This article was posted on the 7th day of the IT Advent Calendar with the theme ** "Masashi Sada x IT" **.
Morphological analysis of 450 songs sung by Masashi Sada collects lyrics in 5 and 7 tones. Combining them completes a program that sings ** Masashi Sada Senryu **.
--Inarizushi, not dexterous, love is good ――Ah, I can't reach the love passing by --I'm not good at it.

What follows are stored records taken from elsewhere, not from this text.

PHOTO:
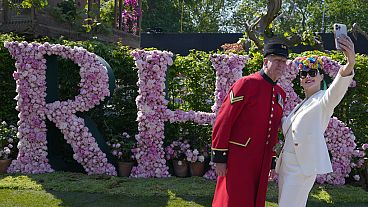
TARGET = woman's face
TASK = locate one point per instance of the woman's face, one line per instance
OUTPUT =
(310, 79)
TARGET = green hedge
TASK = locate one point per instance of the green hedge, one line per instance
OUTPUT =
(191, 84)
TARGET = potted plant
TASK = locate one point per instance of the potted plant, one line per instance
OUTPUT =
(8, 140)
(121, 146)
(196, 160)
(176, 152)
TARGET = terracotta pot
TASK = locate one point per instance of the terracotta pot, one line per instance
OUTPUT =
(125, 168)
(180, 168)
(196, 168)
(4, 164)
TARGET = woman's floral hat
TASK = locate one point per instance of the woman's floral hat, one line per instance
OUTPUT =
(309, 62)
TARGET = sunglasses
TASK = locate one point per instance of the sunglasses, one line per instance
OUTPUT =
(312, 73)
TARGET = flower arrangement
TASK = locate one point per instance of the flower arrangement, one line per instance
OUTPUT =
(358, 162)
(177, 150)
(153, 111)
(121, 147)
(31, 87)
(8, 140)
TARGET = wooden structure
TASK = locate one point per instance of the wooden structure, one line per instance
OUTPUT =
(40, 23)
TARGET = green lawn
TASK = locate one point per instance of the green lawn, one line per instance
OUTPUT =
(72, 189)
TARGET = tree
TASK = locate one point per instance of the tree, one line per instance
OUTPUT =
(182, 15)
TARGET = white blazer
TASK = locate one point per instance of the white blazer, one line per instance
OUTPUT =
(308, 124)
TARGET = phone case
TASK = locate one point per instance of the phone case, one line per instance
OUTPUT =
(339, 30)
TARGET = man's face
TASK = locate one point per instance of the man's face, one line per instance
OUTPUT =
(276, 65)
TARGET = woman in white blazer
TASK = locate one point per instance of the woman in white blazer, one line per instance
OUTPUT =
(305, 152)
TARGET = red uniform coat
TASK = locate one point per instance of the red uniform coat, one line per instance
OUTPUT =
(244, 135)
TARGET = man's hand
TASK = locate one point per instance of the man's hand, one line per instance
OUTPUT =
(220, 169)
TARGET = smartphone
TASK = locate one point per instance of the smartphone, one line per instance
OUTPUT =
(339, 30)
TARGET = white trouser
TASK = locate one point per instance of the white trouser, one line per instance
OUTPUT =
(294, 186)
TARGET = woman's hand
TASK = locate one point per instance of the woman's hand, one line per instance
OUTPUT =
(347, 47)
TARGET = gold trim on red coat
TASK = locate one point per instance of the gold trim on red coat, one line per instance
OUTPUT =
(234, 99)
(219, 149)
(240, 144)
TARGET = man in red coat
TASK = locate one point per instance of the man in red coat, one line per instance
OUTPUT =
(245, 133)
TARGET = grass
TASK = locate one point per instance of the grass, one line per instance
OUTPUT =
(73, 189)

I got it for the first time. --A dying knee kid who can replace you --Graduation, young but no hair now --Happiness and wonderful he will not let go --Your nice companion, lonely eyes --Crouching, it's a Kitane character, the person who wrote it ――I loved spring without life --Sadness always programs you --Congratulations on becoming a flower and bearing fruit ――Jiji to Baba seems to be alive --I have a dream, I can't get it, outside the window ――After taking it off, my son longed for me --I can't go home, but the bag still looks at the port ――Small nosy that you can also fall in love ――I have nothing and I'm just by my side ――I liked the sweet letter on Sunday --Believe me, buy a betting ticket that you passed away --When you love, you endure beyond the white smoke --My fault is born in your eyes --Ano Musume no Reason for farewell bullet --Speak lightly, always make you a friend ――Embark on a journey of living alone ――The wind dances to the fullest on the slope ――Locked Keisei Ueno, you line up ――Young traveler's letter that you won ――It's up. During the trip, I'm happy

lyric.py
# -*- coding: utf-8 -*-
from __future__ import absolute_import, unicode_literals
from bs4 import BeautifulSoup
import requests
# uta-URL of the song by Masashi Sada on the net
urls = [
    'http://www.uta-net.com/artist/1399/0/1/',
    'http://www.uta-net.com/artist/1399/0/2/',
    'http://www.uta-net.com/artist/1399/0/3/',
]
class LyricSheet(object):
    """
lyrics
    """
    def __init__(self, title, song_id):
        self.title = title
        self.song_id = song_id
    def __repr__(self):
        return str(self.song_id) + ':' + self.title
    @property
    def url(self):
        _base = 'http://www.uta-net.com/user/phplib/svg/showkasi.php?ID={}'
        return _base.format(str(self.song_id))
    def write_file(self):
        with open("./data/main.txt", 'a') as text:
            response = requests.get(self.url)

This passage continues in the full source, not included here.